You would assume Niufeng's fund manager should feel a little humbled, admit its mistakes and make sincere apologies to its investors. Instead, the fund manage issued an open letter which doesn't sound apologetic at all. It turned out to be a very good example of how to apologise without really saying sorry. If you want to apologise and save face, here are some pointers.
The letter says: "We built up positions in early June, which happened to be very bad timing. But all the funds that built up positions at that time suffered a lot. Almost no one is exempt."
So, when you did badly, try to find as many others as possible who did equally as bad. Remind your audience that you too are a victim and are in good company.
The letter says: "We are confident that Niufeng is a wrong victim of the market rout. It will shoot up back in the same way it nose-dived."
There is no evidence or data or logic to back this up. Never mind, there are always people who buy into this type of blind optimism.
The letter cites George Soros's "uncertainty principle" to find excuses that no one could accurately predict where the stock market is going to.
Hang on, to be precise, Soros has never established anything like the "uncertainty principle". It is a concept from the quantum mechanics that dates back to the 1920s. But so what? Soros is a name too big to challenge. By aligning himself with Soros, the fund manager was effectively trying to take some pressure off himself. Even Soros couldn't predict the market, what do you want me to do?
The letter states the shares that the fund has bought are all those of high-quality companies. It also claims that the very reason why the fund didn't sell in the slump to cut loss is because of its long-term view as a value investor. "We feared that we might lose those high-quality companies if we did cut loss".

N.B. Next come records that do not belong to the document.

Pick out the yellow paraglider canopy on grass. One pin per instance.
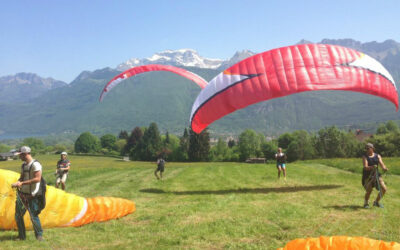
(340, 243)
(62, 209)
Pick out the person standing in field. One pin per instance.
(281, 163)
(160, 167)
(63, 166)
(371, 177)
(29, 194)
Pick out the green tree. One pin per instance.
(36, 145)
(269, 149)
(87, 143)
(123, 135)
(108, 141)
(301, 147)
(249, 144)
(381, 130)
(220, 151)
(4, 148)
(284, 140)
(120, 145)
(150, 146)
(199, 146)
(391, 126)
(132, 142)
(184, 146)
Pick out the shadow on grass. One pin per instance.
(8, 237)
(345, 207)
(244, 190)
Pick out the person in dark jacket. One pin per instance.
(63, 166)
(281, 163)
(371, 177)
(160, 167)
(28, 194)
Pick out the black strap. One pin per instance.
(29, 171)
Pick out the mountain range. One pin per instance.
(164, 98)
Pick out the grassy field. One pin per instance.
(219, 205)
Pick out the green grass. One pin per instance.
(218, 205)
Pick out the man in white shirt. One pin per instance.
(28, 194)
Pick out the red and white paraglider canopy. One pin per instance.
(289, 70)
(151, 67)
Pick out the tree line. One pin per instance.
(147, 143)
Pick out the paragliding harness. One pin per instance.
(371, 177)
(41, 194)
(161, 165)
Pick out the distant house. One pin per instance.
(8, 156)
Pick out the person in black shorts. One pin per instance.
(371, 177)
(160, 168)
(281, 163)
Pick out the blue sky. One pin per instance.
(61, 38)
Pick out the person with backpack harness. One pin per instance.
(160, 167)
(371, 177)
(30, 194)
(63, 166)
(281, 163)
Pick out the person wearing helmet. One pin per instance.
(371, 177)
(28, 194)
(63, 166)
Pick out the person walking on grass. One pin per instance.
(160, 167)
(63, 166)
(371, 177)
(281, 163)
(29, 194)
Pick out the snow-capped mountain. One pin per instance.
(237, 57)
(23, 87)
(31, 79)
(185, 58)
(182, 57)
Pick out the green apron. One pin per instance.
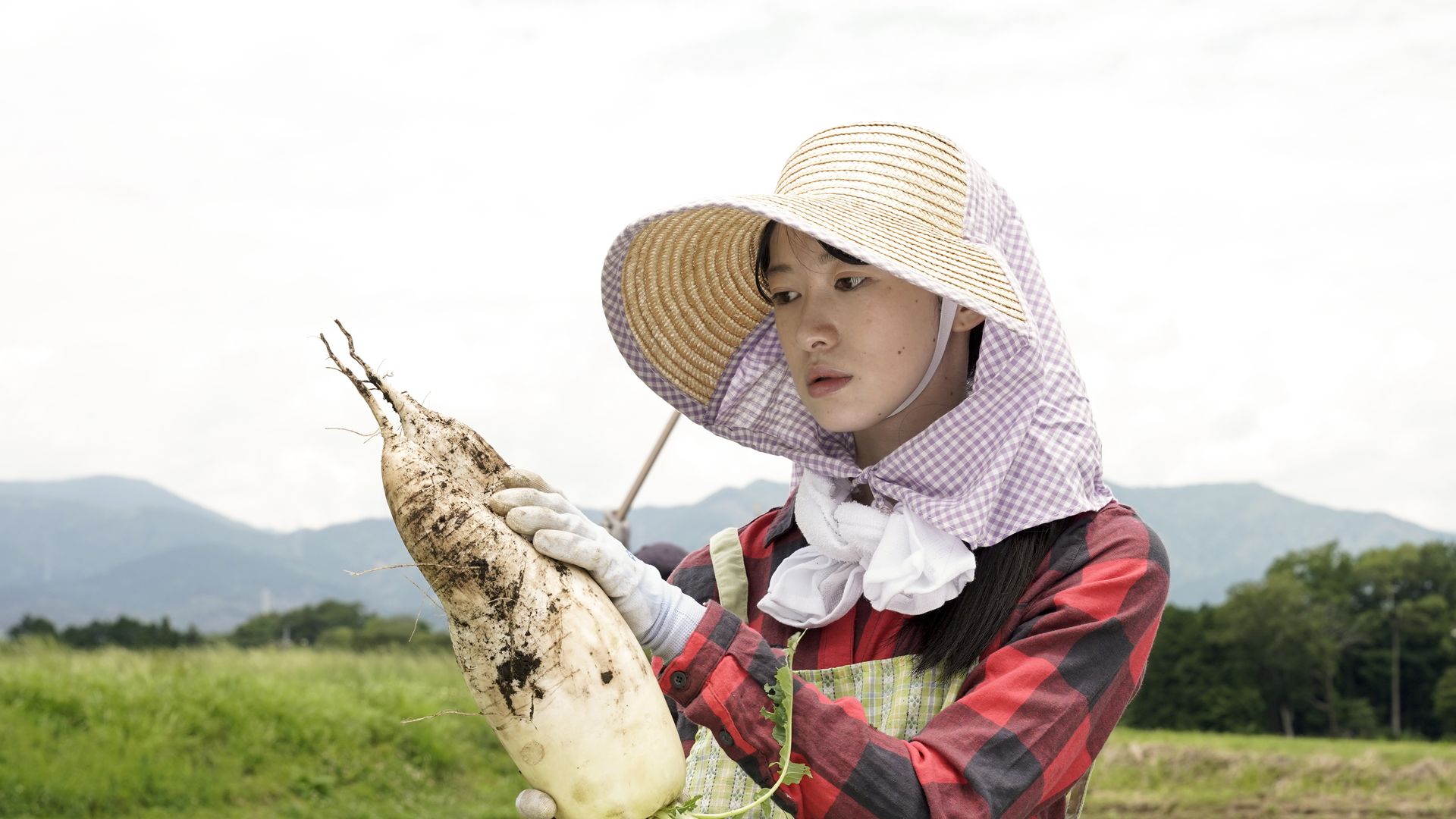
(897, 700)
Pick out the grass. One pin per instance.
(231, 733)
(1193, 776)
(224, 732)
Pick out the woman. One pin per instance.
(977, 608)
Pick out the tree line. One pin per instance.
(331, 624)
(1326, 643)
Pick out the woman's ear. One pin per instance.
(965, 319)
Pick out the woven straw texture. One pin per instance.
(1022, 447)
(892, 196)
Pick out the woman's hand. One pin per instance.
(660, 614)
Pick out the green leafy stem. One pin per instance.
(781, 695)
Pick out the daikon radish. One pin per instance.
(548, 657)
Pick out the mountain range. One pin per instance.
(104, 547)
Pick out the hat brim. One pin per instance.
(688, 275)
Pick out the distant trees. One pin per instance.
(331, 624)
(124, 632)
(1324, 645)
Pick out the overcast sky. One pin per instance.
(1244, 212)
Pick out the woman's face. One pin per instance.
(858, 340)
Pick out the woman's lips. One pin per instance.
(827, 385)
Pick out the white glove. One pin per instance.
(660, 614)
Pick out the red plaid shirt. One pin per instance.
(1030, 719)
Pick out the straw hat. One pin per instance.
(897, 197)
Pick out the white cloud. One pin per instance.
(1239, 209)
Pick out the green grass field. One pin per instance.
(221, 732)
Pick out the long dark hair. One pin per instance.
(956, 634)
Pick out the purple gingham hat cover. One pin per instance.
(1019, 450)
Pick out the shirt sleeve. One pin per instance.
(1034, 714)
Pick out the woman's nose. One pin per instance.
(817, 328)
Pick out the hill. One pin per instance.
(102, 547)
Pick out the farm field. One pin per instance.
(234, 733)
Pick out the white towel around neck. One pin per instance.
(893, 558)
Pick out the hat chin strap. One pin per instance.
(943, 338)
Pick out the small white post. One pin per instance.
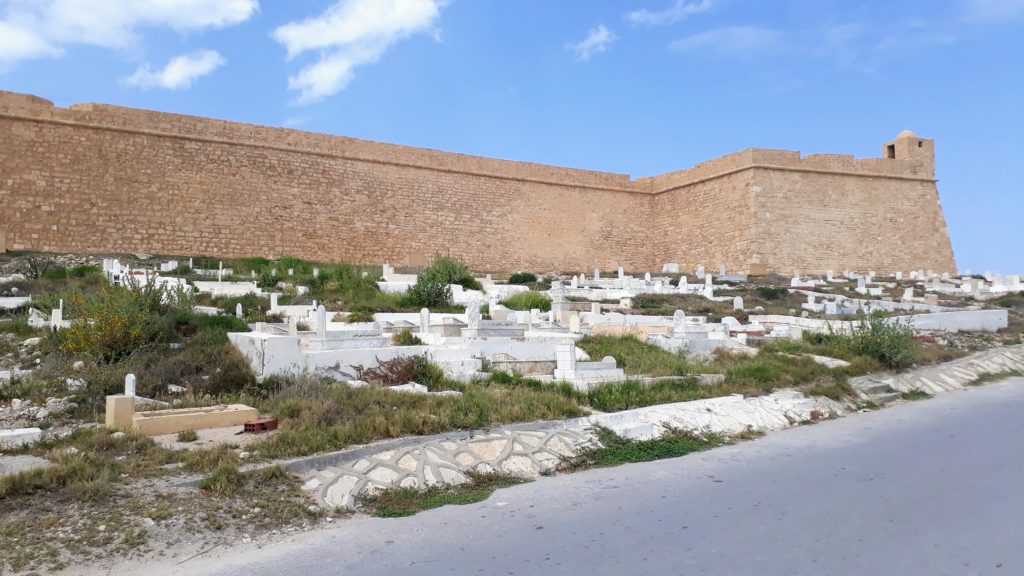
(322, 322)
(424, 321)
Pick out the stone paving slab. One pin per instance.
(529, 453)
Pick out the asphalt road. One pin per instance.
(931, 488)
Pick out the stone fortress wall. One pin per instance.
(103, 178)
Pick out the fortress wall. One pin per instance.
(708, 223)
(810, 222)
(101, 178)
(133, 120)
(77, 189)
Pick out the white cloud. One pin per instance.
(597, 41)
(993, 9)
(179, 73)
(678, 11)
(350, 34)
(33, 29)
(740, 41)
(18, 43)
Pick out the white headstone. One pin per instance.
(473, 314)
(424, 321)
(321, 322)
(678, 321)
(565, 357)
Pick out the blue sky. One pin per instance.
(634, 86)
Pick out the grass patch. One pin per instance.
(989, 377)
(527, 301)
(615, 450)
(915, 395)
(318, 414)
(522, 278)
(408, 501)
(838, 391)
(635, 357)
(406, 338)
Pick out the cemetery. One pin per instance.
(100, 356)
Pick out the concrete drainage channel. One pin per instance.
(530, 450)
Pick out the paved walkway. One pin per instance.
(923, 488)
(339, 481)
(529, 453)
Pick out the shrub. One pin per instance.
(889, 342)
(113, 325)
(55, 273)
(432, 285)
(769, 293)
(83, 271)
(406, 338)
(522, 278)
(359, 315)
(266, 280)
(527, 300)
(429, 294)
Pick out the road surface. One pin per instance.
(933, 487)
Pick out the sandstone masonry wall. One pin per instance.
(101, 178)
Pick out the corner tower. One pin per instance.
(916, 151)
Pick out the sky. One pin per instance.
(632, 86)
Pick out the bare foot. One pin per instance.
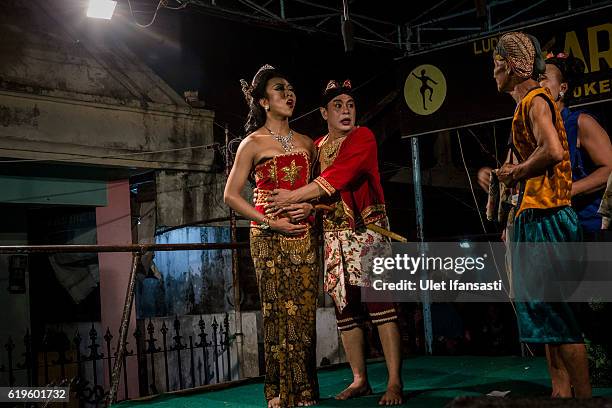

To the fund manager, it seems to be a good strategy trying to persuade the investors to hold a long-term view so as to divert their attention away from the key question of damage control. At the same time, try to convince that the companies it bought into are good ones. It would be stupid to part with these good companies just because of a short period of slump. Good luck with that.
The letter explains that the fund will keep focusing on companies in the internet and e-commerce sector.
Internet is a buzzword in today's China. When the whole nation is encouraged to show some entrepreneurship, and the easiest and quickest route to fame and wealth seems to be the internet, you may imagine some investors may let off the fund manager this time for getting the buzzword right.
But wait, this may not include Alibaba - China's leading e-commerce company and one of the nation's role model of internet companies. Its share price dropped almost a third in the past three months.
In one instance, the letter refers to Chinese Premier Li Keqiang's government work report earlier this year and quotes Premier Li's grand strategy of "internet +".
In China, policy plays an extremely crucial role. Any announcement or change of policy can potentially become a booster (or killer) to the stock market. Investors would assume that anything supported by government policy could only go up. A psyche of "what the Premier said can't be wrong. So don't blame me."